Scientific classification
- Kingdom: Plantae
- Clade: Tracheophytes
- Clade: Angiosperms
- Clade: Eudicots
- Clade: Rosids
- Order: Malvales
- Family: Malvaceae
- Genus: Sidalcea
- Species: S. oregana
- Variety: S. o. var. calva
- Trinomial name: Sidalcea oregana var. calva C.L.Hitchc.

= Sidalcea oregana var. calva =

Species of flowering plant

Sidalcea oregana var. calva, the Wenatchee Mountains checker-mallow, is a very rare flowering plant variety that occurs only in five locations in the Wenatchee Mountains of Chelan County, Washington, United States. The plant has been placed on the Endangered species list. As of 2004, the population of the species was 11,000 individual plants.

Sidalcea oregana var. calva is a perennial herb in the mallow family Malvaceae.
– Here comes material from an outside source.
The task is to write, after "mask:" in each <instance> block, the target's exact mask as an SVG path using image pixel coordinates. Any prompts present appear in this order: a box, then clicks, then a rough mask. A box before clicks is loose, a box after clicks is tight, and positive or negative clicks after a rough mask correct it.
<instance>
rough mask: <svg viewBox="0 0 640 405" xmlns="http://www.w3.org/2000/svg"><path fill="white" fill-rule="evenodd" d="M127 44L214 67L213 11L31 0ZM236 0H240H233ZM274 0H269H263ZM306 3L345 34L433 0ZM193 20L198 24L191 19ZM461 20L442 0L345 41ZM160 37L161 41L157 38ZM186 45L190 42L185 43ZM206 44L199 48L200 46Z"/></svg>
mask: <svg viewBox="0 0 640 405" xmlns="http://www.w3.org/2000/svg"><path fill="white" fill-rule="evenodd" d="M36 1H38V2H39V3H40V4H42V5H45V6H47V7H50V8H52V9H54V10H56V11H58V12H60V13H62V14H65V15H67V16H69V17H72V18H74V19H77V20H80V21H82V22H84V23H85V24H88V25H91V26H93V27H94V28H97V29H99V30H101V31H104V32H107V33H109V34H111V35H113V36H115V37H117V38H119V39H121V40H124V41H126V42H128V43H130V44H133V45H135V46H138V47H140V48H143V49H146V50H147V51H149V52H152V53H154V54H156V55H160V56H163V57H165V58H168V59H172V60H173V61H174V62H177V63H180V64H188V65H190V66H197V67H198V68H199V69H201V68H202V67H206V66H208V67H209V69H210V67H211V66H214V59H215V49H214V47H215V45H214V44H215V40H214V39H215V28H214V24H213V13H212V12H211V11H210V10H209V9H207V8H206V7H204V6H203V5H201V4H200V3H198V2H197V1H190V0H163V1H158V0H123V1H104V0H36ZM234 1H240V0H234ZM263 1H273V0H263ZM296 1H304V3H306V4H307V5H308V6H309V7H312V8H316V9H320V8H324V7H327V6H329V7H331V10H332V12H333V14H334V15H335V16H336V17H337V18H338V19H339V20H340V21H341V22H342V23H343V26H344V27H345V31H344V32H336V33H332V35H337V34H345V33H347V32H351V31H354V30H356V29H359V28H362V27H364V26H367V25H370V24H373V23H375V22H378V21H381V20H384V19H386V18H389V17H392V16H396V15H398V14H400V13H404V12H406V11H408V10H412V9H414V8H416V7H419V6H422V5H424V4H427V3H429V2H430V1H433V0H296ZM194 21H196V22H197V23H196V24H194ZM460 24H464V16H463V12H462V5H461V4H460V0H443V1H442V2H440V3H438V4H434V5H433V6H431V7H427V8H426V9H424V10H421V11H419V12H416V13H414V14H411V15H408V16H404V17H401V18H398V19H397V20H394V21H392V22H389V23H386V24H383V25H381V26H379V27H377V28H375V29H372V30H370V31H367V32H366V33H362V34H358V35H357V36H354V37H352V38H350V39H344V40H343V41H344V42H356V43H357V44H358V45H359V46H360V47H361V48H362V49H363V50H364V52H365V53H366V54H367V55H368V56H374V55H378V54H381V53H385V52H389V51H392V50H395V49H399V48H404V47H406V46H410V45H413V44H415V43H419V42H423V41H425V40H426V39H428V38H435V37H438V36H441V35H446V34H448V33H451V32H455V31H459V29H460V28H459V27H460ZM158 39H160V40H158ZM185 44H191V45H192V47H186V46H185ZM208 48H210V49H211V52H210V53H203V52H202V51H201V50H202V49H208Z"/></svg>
The species has a stout taproot that branches at the rootcrown and gives rise to several stems that are 20 to 150 centimeters (8 to 60 inches) tall. Plant stems vary from glabrous (lacking hairs and glands) to pubescent (hairy) or stellate (with star-shaped hairs) below and are finely stellate above. The leaves are somewhat thick and fleshy with long petioles (leaf stalks). The leaves are dimorphic (have two forms) with the lower (basal) leaves having more shallow lobes. The flowers have light- to deep pink petals 1 to 2 centimeters (0.4 to 0.8 inch) long. The flowers are borne on stalks ranging from 1 to 10 millimeters (0.04 to 0.4 inch) in length. The calyx (outer whorl of floral parts) ranges from uniformly finely stellate to bristly with a mixture of longer, simple to four-rayed, spreading hairs sometimes as long as 2.5 to 3 millimeters (0.1 to 0.12 inch).
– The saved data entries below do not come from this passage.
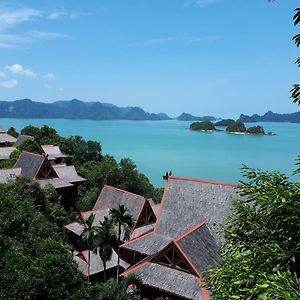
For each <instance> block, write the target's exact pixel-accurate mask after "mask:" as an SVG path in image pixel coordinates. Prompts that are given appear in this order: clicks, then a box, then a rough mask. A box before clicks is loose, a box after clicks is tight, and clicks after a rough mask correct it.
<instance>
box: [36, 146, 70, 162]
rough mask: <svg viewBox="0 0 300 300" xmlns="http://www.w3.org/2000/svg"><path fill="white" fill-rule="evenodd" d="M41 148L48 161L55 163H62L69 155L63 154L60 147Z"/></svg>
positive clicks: (42, 146)
mask: <svg viewBox="0 0 300 300" xmlns="http://www.w3.org/2000/svg"><path fill="white" fill-rule="evenodd" d="M41 147H42V149H43V152H44V153H45V155H47V157H48V159H49V160H52V161H54V162H55V163H61V162H62V161H63V159H65V158H67V157H68V156H67V155H65V154H63V153H61V151H60V148H59V146H54V145H41Z"/></svg>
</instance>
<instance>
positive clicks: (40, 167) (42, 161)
mask: <svg viewBox="0 0 300 300" xmlns="http://www.w3.org/2000/svg"><path fill="white" fill-rule="evenodd" d="M44 161H45V157H44V156H43V155H39V154H35V153H30V152H26V151H23V152H22V153H21V155H20V156H19V158H18V160H17V162H16V164H15V168H21V169H22V176H25V177H28V178H31V179H33V178H35V176H36V175H37V173H38V171H39V170H40V168H41V166H42V164H43V163H44Z"/></svg>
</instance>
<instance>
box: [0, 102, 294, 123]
mask: <svg viewBox="0 0 300 300" xmlns="http://www.w3.org/2000/svg"><path fill="white" fill-rule="evenodd" d="M24 99H29V100H32V101H33V102H40V103H46V104H51V103H54V102H59V101H72V100H78V101H82V102H85V103H91V102H100V103H102V104H112V105H116V104H114V103H110V102H105V101H101V100H83V99H78V98H73V99H58V100H51V101H49V102H48V101H41V100H35V99H30V98H22V99H15V100H3V99H0V102H1V101H8V102H13V101H18V100H24ZM116 106H118V107H134V106H130V105H123V106H119V105H116ZM136 106H137V107H140V108H142V109H143V110H144V111H145V112H147V113H155V114H158V113H165V114H167V115H168V116H169V117H171V118H176V117H178V116H179V115H181V114H182V113H187V114H191V115H193V116H197V117H203V116H213V117H216V118H223V119H224V118H238V117H239V116H240V115H241V114H244V115H250V116H252V115H253V114H258V115H264V114H265V113H266V112H268V111H272V112H273V113H279V114H285V113H295V112H299V111H300V109H298V110H294V111H287V112H279V111H274V110H272V109H268V110H267V111H264V112H262V113H258V112H255V113H251V114H250V113H248V112H241V113H239V114H238V115H215V114H214V113H213V112H211V113H208V114H206V115H204V114H194V113H192V112H188V111H182V112H180V113H178V114H177V115H172V114H170V113H168V112H166V111H159V110H158V111H147V110H146V109H145V108H144V107H142V106H139V105H136ZM295 107H296V108H297V107H298V106H295Z"/></svg>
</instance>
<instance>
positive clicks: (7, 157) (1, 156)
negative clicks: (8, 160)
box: [0, 147, 17, 161]
mask: <svg viewBox="0 0 300 300" xmlns="http://www.w3.org/2000/svg"><path fill="white" fill-rule="evenodd" d="M16 149H17V148H16V147H0V161H2V160H7V159H9V157H10V155H11V154H12V152H13V151H15V150H16Z"/></svg>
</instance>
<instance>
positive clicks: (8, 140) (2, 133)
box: [0, 132, 17, 144]
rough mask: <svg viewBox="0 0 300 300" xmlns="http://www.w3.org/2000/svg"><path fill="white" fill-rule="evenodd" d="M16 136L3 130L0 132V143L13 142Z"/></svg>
mask: <svg viewBox="0 0 300 300" xmlns="http://www.w3.org/2000/svg"><path fill="white" fill-rule="evenodd" d="M16 140H17V139H16V138H15V137H13V136H11V135H10V134H8V133H5V132H0V144H4V143H15V142H16Z"/></svg>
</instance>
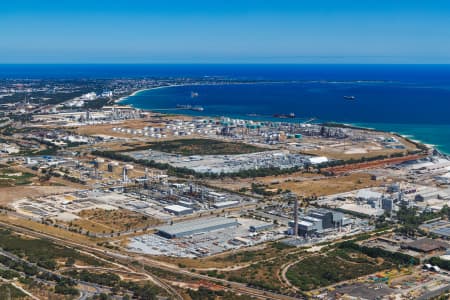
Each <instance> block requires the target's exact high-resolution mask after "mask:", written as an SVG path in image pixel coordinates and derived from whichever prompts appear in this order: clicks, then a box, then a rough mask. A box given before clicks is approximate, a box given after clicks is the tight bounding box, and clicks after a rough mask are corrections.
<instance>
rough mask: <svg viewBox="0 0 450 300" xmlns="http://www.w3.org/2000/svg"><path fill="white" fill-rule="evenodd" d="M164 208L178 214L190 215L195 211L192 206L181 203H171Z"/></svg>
mask: <svg viewBox="0 0 450 300" xmlns="http://www.w3.org/2000/svg"><path fill="white" fill-rule="evenodd" d="M164 209H165V210H166V211H168V212H169V213H171V214H174V215H177V216H182V215H188V214H192V213H193V212H194V210H193V209H192V208H190V207H185V206H181V205H176V204H175V205H169V206H166V207H164Z"/></svg>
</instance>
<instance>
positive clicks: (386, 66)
mask: <svg viewBox="0 0 450 300" xmlns="http://www.w3.org/2000/svg"><path fill="white" fill-rule="evenodd" d="M316 67H317V69H314V68H312V66H308V68H306V69H305V72H304V73H302V76H298V77H295V76H294V78H291V76H292V75H295V72H292V70H289V72H288V75H289V76H287V77H289V78H284V79H283V80H284V81H285V82H281V83H257V84H228V85H200V86H178V87H170V88H162V89H154V90H149V91H144V92H141V93H139V94H138V95H136V96H134V97H131V98H129V99H127V100H126V101H125V103H129V104H133V105H134V106H136V107H140V108H145V109H154V110H155V109H156V110H158V109H160V110H161V112H167V113H175V112H178V113H180V111H177V110H174V109H173V108H175V106H176V105H177V104H192V105H201V106H203V107H204V108H205V111H204V112H193V111H181V112H182V113H184V114H190V115H205V116H222V115H224V116H231V117H240V118H247V119H249V118H250V119H262V120H267V119H273V118H272V115H273V114H275V113H290V112H294V113H295V114H296V116H297V117H299V118H300V119H301V120H305V119H310V118H316V119H317V120H319V121H334V122H343V123H350V124H355V125H360V126H366V127H371V128H376V129H379V130H385V131H394V132H398V133H401V134H404V135H408V136H410V137H411V138H413V139H416V140H420V141H422V142H424V143H427V144H433V145H435V146H436V147H437V148H438V149H440V150H441V151H443V152H446V153H450V117H449V116H450V74H448V73H447V72H448V71H449V70H450V67H449V66H372V67H368V66H365V67H364V68H363V67H362V66H352V67H351V68H350V69H347V68H344V67H343V66H332V67H331V68H327V66H316ZM328 67H329V66H328ZM311 68H312V69H311ZM339 68H340V70H341V73H340V74H339V72H338V71H339ZM320 70H328V72H324V73H322V76H319V74H320V72H319V71H320ZM297 71H298V70H297ZM313 71H314V72H313ZM266 72H267V73H269V72H268V71H267V70H266ZM298 72H299V71H298ZM299 73H301V72H299ZM262 74H266V73H264V72H262ZM277 74H278V73H277ZM263 77H264V76H260V77H259V78H260V79H262V78H263ZM264 79H269V78H267V77H264ZM272 79H273V80H280V78H279V77H277V76H274V77H273V78H272ZM293 80H294V81H293ZM193 91H194V92H197V93H198V94H199V96H198V97H195V98H191V92H193ZM345 95H354V96H355V97H356V100H346V99H344V97H343V96H345Z"/></svg>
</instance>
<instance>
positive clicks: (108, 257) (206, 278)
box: [0, 221, 301, 300]
mask: <svg viewBox="0 0 450 300" xmlns="http://www.w3.org/2000/svg"><path fill="white" fill-rule="evenodd" d="M0 226H3V227H7V228H10V229H13V230H14V231H16V232H21V233H26V234H28V235H31V236H35V237H39V238H46V239H49V240H51V241H53V242H54V243H56V244H60V245H63V246H66V247H67V246H69V247H73V248H75V249H78V250H80V249H81V250H84V251H87V252H90V253H92V254H96V255H98V256H100V257H108V258H110V259H113V260H115V261H117V262H120V263H121V264H123V265H124V266H130V263H131V262H132V261H140V262H142V263H143V264H144V265H147V266H150V267H154V268H158V269H162V270H164V271H168V272H172V273H176V274H182V275H185V276H187V277H190V278H195V279H201V280H206V281H211V282H215V283H219V284H222V285H224V286H226V287H228V288H229V289H231V290H233V291H235V292H238V293H241V294H245V295H248V296H253V297H257V298H260V299H273V300H294V299H299V298H297V297H291V296H287V295H282V294H278V293H275V292H269V291H263V290H260V289H256V288H252V287H248V286H247V285H245V284H241V283H237V282H233V281H228V280H225V279H219V278H214V277H209V276H206V275H202V274H197V273H193V272H190V271H187V270H184V269H180V268H178V267H176V266H170V265H168V264H165V263H162V262H159V261H156V260H152V259H149V258H146V257H142V256H135V257H133V256H130V255H123V254H120V253H116V252H113V251H110V250H108V251H106V250H104V249H101V248H97V247H94V246H88V245H81V244H78V243H75V242H72V241H70V240H65V239H62V238H59V237H55V236H52V235H50V234H47V233H44V232H37V231H34V230H31V229H28V228H24V227H20V226H17V225H12V224H8V223H5V222H2V221H0ZM147 274H149V275H151V276H152V278H153V281H154V282H155V283H157V284H158V285H159V286H160V287H162V288H163V289H164V290H166V291H167V292H168V293H169V294H170V295H172V296H173V297H175V298H176V299H180V300H182V299H183V298H182V297H181V295H180V294H179V293H178V292H177V291H176V290H175V289H174V288H173V287H172V286H170V285H169V284H167V283H166V282H164V281H163V280H161V279H159V278H157V277H155V276H153V275H152V274H150V273H148V272H147ZM300 299H301V298H300Z"/></svg>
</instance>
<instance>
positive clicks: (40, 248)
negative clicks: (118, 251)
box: [0, 229, 104, 269]
mask: <svg viewBox="0 0 450 300" xmlns="http://www.w3.org/2000/svg"><path fill="white" fill-rule="evenodd" d="M0 247H1V248H2V249H4V250H5V251H8V252H11V253H13V254H15V255H17V256H19V257H22V258H25V259H26V260H28V261H29V262H32V263H36V264H37V265H39V266H41V267H43V268H46V269H56V268H57V267H58V261H60V260H67V259H69V258H70V259H73V260H74V261H78V262H80V263H82V264H85V265H93V266H102V265H104V263H103V262H101V261H99V260H97V259H95V258H93V257H91V256H87V255H84V254H81V253H80V252H78V251H76V250H74V249H72V248H67V247H63V246H59V245H56V244H54V243H52V242H50V241H49V240H44V239H32V238H29V237H27V236H23V235H19V234H15V233H13V232H11V231H10V230H5V229H2V230H0Z"/></svg>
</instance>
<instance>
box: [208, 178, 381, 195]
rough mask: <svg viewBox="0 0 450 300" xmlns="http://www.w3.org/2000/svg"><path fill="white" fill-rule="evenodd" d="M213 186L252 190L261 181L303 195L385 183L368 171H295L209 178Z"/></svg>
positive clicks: (271, 185)
mask: <svg viewBox="0 0 450 300" xmlns="http://www.w3.org/2000/svg"><path fill="white" fill-rule="evenodd" d="M207 183H208V184H209V185H211V186H216V187H219V188H225V189H230V190H233V191H239V190H242V189H245V190H247V191H250V190H251V184H252V183H260V184H262V185H264V186H266V188H267V189H275V190H277V189H282V190H290V191H292V192H294V193H296V194H298V195H303V196H313V195H315V196H318V197H319V196H326V195H332V194H336V193H344V192H349V191H352V190H355V189H361V188H367V187H375V186H380V185H382V184H384V181H382V180H372V178H371V175H369V174H367V173H351V174H349V175H340V176H337V177H335V176H333V177H326V176H323V175H319V174H311V173H294V174H289V175H279V176H268V177H257V178H253V179H240V180H238V181H237V180H234V179H233V178H225V179H223V180H208V181H207Z"/></svg>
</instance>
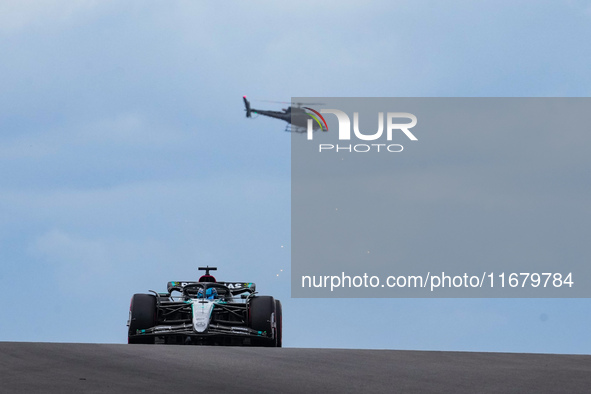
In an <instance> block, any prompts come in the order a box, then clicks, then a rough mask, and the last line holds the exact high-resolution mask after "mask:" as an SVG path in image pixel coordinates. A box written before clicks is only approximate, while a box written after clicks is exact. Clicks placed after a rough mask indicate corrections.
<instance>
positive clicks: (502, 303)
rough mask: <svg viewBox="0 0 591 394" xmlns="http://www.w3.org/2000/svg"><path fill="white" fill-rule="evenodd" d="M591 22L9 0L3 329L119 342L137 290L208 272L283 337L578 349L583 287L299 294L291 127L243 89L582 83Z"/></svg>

The inflorescence (arrangement of the flowers) consists of one to several loosely flowered racemes (stalked flowers arranged along a single stem) S. oregana var. calva is similar in appearance to S. oregana var. procera, which occurs in the same geographic region. S. oregana var. calva can be distinguished from var. procera by the presence of the hairs on the margins of the calyx lobes and by its large, somewhat fleshy, basal leaves, which are smooth to the touch on both surfaces.

The historical range covered an area of approximately 17.7 by 4.8 kilometers (11 by 3 miles), extending south-southeasterly from Leavenworth, Washington, to the area now known as Camas Meadows. Most of the historical records of this species are based upon occurrences in the Icicle and Peshastin Creek watersheds.